AMANPOUR: Quando voltamos, o Papa Francisco fez história há dois anos, quando visitou esta ilha de Lampedusa. Ele condenou a indiferença do mundo

para a situação dos migrantes e ele continua a ser franco sobre assuntos mundiais complicados. Teremos isso quando voltarmos.

AMANPOUR: E, finalmente, esta noite, a primeira viagem oficial do Papa Francisco fora de Roma, há dois anos, foi aqui mesmo, em Lampedusa. Ele criticou o global

indiferença para com os migrantes e ele colocou uma coroa de flores no mar por todos aqueles que haviam perdido suas vidas.

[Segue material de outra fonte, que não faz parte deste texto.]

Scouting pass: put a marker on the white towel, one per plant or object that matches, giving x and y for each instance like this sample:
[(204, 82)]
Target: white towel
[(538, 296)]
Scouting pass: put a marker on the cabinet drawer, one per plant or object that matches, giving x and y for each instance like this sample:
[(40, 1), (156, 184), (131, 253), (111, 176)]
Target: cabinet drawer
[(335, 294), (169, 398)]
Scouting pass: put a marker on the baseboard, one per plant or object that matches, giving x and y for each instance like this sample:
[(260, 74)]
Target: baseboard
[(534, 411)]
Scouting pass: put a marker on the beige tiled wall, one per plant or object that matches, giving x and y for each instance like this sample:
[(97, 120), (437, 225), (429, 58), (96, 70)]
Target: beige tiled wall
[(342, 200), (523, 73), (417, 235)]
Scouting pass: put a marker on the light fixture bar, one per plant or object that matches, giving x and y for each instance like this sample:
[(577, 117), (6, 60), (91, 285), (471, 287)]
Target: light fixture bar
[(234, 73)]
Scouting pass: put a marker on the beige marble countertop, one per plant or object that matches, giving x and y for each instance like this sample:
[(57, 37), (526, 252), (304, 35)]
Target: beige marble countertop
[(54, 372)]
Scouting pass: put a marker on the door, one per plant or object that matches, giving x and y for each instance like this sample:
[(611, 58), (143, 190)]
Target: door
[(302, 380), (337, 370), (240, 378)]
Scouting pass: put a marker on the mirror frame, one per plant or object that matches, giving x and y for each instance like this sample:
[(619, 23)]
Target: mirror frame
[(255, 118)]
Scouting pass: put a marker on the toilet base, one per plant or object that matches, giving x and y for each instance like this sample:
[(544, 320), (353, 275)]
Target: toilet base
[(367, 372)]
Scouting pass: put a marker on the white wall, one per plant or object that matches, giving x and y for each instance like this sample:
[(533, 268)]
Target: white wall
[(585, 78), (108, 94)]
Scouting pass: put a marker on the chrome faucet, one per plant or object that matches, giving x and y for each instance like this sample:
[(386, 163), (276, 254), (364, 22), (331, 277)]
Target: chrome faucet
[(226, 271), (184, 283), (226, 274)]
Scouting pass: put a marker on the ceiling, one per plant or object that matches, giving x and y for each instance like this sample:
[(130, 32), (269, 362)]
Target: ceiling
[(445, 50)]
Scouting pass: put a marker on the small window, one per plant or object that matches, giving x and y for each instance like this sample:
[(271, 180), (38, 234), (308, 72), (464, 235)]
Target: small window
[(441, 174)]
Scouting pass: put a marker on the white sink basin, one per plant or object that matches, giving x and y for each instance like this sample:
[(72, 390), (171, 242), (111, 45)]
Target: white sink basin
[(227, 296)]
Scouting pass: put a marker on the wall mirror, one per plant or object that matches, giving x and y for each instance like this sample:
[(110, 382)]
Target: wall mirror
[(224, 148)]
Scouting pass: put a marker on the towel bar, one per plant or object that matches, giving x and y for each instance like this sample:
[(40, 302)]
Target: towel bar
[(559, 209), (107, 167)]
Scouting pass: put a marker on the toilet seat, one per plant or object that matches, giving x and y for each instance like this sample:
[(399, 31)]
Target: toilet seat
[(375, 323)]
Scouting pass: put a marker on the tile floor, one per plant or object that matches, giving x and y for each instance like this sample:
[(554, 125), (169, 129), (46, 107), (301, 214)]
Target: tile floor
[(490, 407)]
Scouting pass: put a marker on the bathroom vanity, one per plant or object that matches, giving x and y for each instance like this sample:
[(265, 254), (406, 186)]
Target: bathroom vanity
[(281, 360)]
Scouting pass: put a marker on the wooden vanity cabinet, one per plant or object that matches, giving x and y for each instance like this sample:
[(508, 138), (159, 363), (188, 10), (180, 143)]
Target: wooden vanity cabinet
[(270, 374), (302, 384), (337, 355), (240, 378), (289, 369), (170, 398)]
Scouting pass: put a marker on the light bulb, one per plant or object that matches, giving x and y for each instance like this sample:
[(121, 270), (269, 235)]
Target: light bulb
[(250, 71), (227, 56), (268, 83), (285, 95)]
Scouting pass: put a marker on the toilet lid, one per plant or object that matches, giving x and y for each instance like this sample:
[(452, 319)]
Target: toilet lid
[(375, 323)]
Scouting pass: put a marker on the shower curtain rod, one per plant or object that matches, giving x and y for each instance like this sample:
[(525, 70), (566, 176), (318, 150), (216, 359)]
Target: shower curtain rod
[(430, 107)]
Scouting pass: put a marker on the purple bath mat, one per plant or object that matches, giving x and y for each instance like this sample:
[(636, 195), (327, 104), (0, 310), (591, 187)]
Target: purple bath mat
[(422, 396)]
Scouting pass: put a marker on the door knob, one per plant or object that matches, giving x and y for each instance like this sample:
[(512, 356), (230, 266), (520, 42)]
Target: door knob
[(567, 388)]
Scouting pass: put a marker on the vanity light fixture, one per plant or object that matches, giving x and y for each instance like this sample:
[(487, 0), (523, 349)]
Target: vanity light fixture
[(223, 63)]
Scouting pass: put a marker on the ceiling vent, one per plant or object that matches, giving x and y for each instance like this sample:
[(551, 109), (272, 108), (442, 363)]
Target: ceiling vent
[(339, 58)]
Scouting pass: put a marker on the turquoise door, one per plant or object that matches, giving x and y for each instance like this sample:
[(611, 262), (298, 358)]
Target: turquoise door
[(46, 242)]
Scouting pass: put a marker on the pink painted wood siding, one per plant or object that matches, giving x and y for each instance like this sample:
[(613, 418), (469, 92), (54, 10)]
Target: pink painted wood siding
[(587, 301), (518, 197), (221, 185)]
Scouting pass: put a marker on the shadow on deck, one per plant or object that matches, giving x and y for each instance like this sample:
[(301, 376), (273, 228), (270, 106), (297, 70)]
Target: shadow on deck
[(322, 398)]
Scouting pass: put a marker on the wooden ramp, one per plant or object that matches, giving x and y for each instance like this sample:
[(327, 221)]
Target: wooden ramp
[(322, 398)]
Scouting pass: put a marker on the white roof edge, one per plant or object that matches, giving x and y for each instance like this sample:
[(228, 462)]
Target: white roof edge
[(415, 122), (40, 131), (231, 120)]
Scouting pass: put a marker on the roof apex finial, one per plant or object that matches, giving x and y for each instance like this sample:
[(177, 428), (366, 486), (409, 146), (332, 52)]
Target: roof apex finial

Desde então, ele emprestou sua autoridade moral a uma série de questões, principalmente à Palestina. Então imagine um mundo dando as boas-vindas a quatro novos católicos palestinos

santos no aprisco. Esta semana, o Papa Francisco canonizou duas freiras palestinas. Ele elevou os Santos Marie Alphonsine Ghattas e Mariam Bawardy para

seu auto-sacrifício e seus esforços pela educação, bem como um punhado de milagres, sob o Império Otomano.

Em Jerusalém, cartazes foram erguidos e orações comemorativas foram realizadas por seus heróis locais.

Quanto ao Papa Francisco, ele espera por seu próprio milagre, um ressurgimento do cristianismo pacífico no que era, afinal, seu local de nascimento.


Memórias de coisas não vistas

NYT Magazine, quarta-feira, 14 de outubro de 2015

O Institute for Digital Archaeology, um projeto conjunto das Universidades de Harvard e Oxford, usa técnicas sofisticadas de imagem para auxiliar na conservação, epigrafia, arqueologia e história da arte. Um dos esforços atuais do instituto, o Million Image Database Project, envolve fotografar artefatos que correm o risco de serem destruídos por motivos militares ou religiosos, uma necessidade sombria em um mundo no qual a beleza ou a importância de um objeto não garante sua segurança. A meta do projeto é distribuir até 5.000 câmeras modificadas, para profissionais e amadores, e utilizá-las para capturar um milhão de imagens 3-D até o final de 2015. Já, mais de mil câmeras foram distribuídas, e o Os dados 3D deles estão sendo recebidos (embora os diretores do projeto, para proteger seus associados no local, estejam deixando um intervalo de vários meses antes de disponibilizarem as imagens publicamente). No caso de alguns dos objetos serem destruídos, o registro visual detalhado pode ser suficiente para facilitar a reconstrução. A fotografia é usada para afastar o esquecimento total, da maneira que as fotografias de ‘‘ The Stone Breakers ’’ de Courbet e ‘‘ The Painter on the Road to Tarascon ’'de van Gogh acidentalmente tornaram as pinturas perdidas visíveis para as gerações futuras.